Ventouse is a suction cup that is applied to your baby’s head. The obstetrician will assist the birth of the baby by gently pulling while you push with your contractions. In most cases this will require a few contractions to birth your baby.
Forceps are curved shaped tongs. They are placed around baby’s head to help assist with the birth. The obstetrician will gently pull the baby while you push with the contraction. This usually requires a few contractions to birth your baby.
In order to deliver your baby safely, it may be necessary to perform an episiotomy. This is cut made between the vagina and rectum, which includes cutting through the skin and muscle.
The midwife/obstetrician will recommend that you have an episiotomy if your baby needs to be born quickly, if you are advised to have an assisted delivery with forceps/ventous), or to reduce trauma to your rectum if you are likely to tear.
Episiotomies are not done routinely – they will only be suggested if the midwife or doctor feels they are necessary, and they will get your consent.

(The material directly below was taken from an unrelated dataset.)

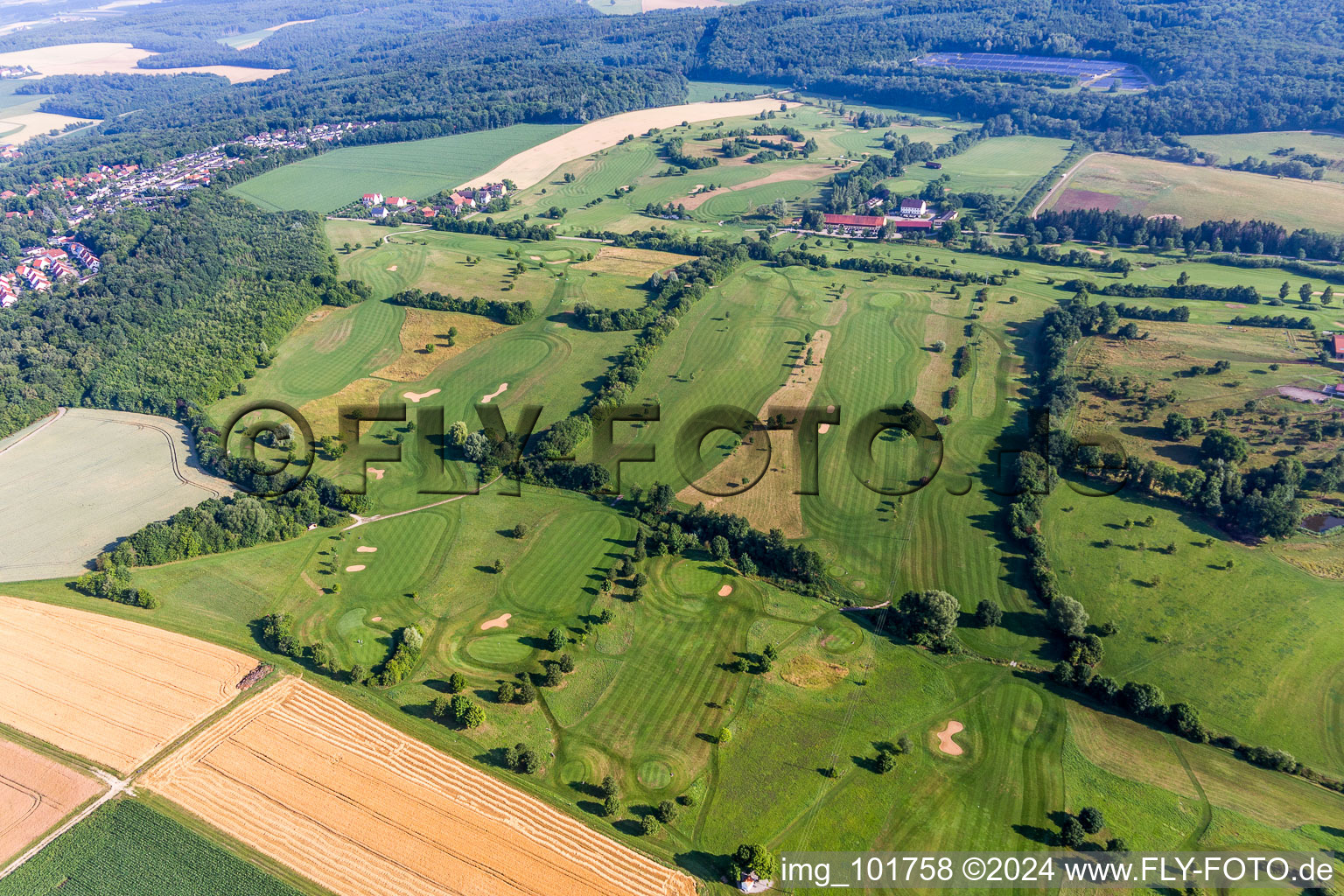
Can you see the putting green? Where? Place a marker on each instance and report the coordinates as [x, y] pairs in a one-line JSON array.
[[654, 774], [694, 578], [363, 644], [498, 649]]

You will be offered an injection to numb your perineum prior to the procedure. If you have an epidural, you won’t need any additional anaesthetic as this will stop you feeling any pain.

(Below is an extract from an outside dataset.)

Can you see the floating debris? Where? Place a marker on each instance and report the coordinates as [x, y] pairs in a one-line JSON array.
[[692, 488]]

If your baby is not born within a few contractions despite this assistance, the obstetrician may feel it is safer to proceed with an emergency caesarean. The obstetrician will discuss your plan of care with you, talk through your options and explain the risks involved. They will ask for your verbal consent and, if time allows, they will ask for your written consent for a caesarean.
The suction cup will usually leave a mark on your baby’s head but this usually fades quickly. It may also bruise your baby’s head (cephalohaematoma). This can slightly increase the risk of your baby getting jaundice, but it usually doesn’t cause a problem. Forceps will generally leave marks on your baby’s head, but they usually disappear within 48 hrs. Occasionally small cuts can happen to your baby’s face or head, but these will heal quickly.
Mums sometimes feel a sense of failure if they are not able to push their babies out without assistance. It’s important to remember that labour is different for every mum and baby, and it is not a personal failure if your baby needs some help to be born. The most important thing is that your baby is born safely, and it’s also important to consider your recovery and your long-term health.